Side effects and cautions
The nettle based herbal remedies do not induce allergic reactions and if they do so, such instances are very rare and far apart. At the same time, the fresh nettles can induce rash when the plants stinging hairs come in direct contact with naked skin - this is probably a familiar experience for many people.
How it works in the body
While the stinging hairs of the nettle can inflict painful stings on the skin externally, such effects are subdued and non-existent when the plant is subjected to heat, though the process of cooking or when made the herb is made into an infusion for medicinal use. At the same time, and many skin complaints are ironically treated using the nettle stings in the form of an anti-allergenic herb. The herbal remedies made from the nettle are used in the treatment of skin disorders such as eczema and to beat back the symptoms induced by other related allergies - the nettle is taken as an internal herbal medication in all such cases. The anti-hemorrhagic actions of the nettle is also used effectively in many forms of herbal medicine, excessive bleeding can be stanched by its astringent action, in this form the herb can stop bleeding arising either from wounds, or due to impairment in the reproductive system such as to diminish heavy bleeding occurring during menstrual disorders. The nettle herb also has high content of useful minerals such as the iron and a lot of vitamin C, for this reason the herb is an excellent tonic for the treatment of anemia and to fortify the diet when the body lacks iron. Traditionally the sting of the nettle was used initially along with the first herbs of spring, as an herbal spring tonic to treat various disorders. Enlargement in the prostate gland is also treated using an herbal remedy made from the roots of the nettle.
Healthy-blood herbal tea
Boil the plants for 3 minutes. Infuse. Drink hot before breakfast and lunch to enrich the blood, drain the kidneys and treat allergies or prostate problems. If the plants are dry and the water has evaporated, extend the treatment for 1 month and double the dosage.
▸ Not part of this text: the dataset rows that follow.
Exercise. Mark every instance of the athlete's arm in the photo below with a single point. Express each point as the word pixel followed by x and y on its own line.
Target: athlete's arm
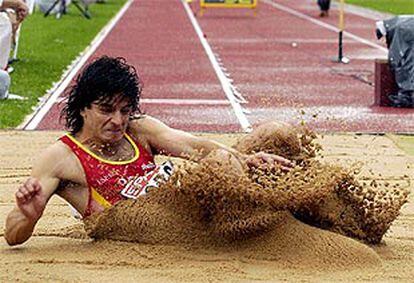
pixel 32 197
pixel 173 142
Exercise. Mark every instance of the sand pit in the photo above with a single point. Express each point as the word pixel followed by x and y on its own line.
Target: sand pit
pixel 278 247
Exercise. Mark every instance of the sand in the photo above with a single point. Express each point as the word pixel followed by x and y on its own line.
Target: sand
pixel 281 248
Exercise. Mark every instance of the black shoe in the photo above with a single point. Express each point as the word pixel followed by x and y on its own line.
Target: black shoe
pixel 401 100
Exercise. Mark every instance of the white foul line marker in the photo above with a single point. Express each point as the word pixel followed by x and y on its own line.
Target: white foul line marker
pixel 225 83
pixel 33 121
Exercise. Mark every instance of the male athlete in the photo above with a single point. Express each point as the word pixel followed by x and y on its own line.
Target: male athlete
pixel 108 154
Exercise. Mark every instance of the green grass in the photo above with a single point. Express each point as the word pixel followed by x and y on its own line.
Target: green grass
pixel 396 7
pixel 47 46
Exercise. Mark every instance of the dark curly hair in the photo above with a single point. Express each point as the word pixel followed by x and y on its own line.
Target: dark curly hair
pixel 101 81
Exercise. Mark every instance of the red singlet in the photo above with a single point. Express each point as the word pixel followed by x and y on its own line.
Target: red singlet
pixel 106 179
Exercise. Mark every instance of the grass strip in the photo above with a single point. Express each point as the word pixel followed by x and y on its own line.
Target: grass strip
pixel 46 47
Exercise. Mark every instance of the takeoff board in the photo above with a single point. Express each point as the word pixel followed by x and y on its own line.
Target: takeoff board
pixel 227 4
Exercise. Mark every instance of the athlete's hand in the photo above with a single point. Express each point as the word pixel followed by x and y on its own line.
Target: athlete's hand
pixel 266 160
pixel 31 200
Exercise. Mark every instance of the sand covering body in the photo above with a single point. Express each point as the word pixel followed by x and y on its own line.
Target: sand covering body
pixel 212 207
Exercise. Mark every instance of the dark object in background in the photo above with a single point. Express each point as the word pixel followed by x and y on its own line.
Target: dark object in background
pixel 399 34
pixel 324 5
pixel 384 83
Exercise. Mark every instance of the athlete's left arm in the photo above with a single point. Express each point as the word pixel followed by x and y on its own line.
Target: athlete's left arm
pixel 168 141
pixel 172 142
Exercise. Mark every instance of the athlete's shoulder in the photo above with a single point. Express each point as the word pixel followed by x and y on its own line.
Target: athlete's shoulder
pixel 144 125
pixel 53 159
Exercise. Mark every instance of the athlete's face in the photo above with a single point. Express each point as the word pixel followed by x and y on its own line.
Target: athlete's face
pixel 107 121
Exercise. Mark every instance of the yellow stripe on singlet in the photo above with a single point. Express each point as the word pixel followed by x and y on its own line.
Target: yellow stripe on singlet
pixel 100 199
pixel 130 140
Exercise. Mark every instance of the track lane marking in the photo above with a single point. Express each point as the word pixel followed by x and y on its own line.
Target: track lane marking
pixel 228 88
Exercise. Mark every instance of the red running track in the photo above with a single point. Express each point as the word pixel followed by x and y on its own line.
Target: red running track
pixel 279 81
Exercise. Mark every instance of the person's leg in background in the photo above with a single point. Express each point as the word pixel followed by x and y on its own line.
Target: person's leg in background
pixel 5 45
pixel 4 84
pixel 324 6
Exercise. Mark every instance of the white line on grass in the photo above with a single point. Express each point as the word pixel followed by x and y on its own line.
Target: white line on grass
pixel 225 82
pixel 52 95
pixel 322 24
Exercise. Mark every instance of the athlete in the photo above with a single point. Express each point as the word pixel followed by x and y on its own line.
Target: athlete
pixel 108 154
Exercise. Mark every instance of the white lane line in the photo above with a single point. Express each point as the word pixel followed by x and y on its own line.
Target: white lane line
pixel 225 82
pixel 52 95
pixel 175 101
pixel 325 25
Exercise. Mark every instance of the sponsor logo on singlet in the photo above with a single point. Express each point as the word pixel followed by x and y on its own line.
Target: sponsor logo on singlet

Stinging nettle for arthritic pain
To prepare the tea as it is given here you will need a juicer. If this recipe is too troublesome for you, you may find a similar prepared mixture in your health food store.
Bring all ingredients, except for the honey, to a boil, skim off the foam and strain out the plant debris. Sweeten with honey before drinking. With respect to the dosage, for 15 days you should drink this in moderate amounts on an empty stomach, but after meals, abundantly. If you opt for the packaged tea, take 2 cups a day for 2 weeks.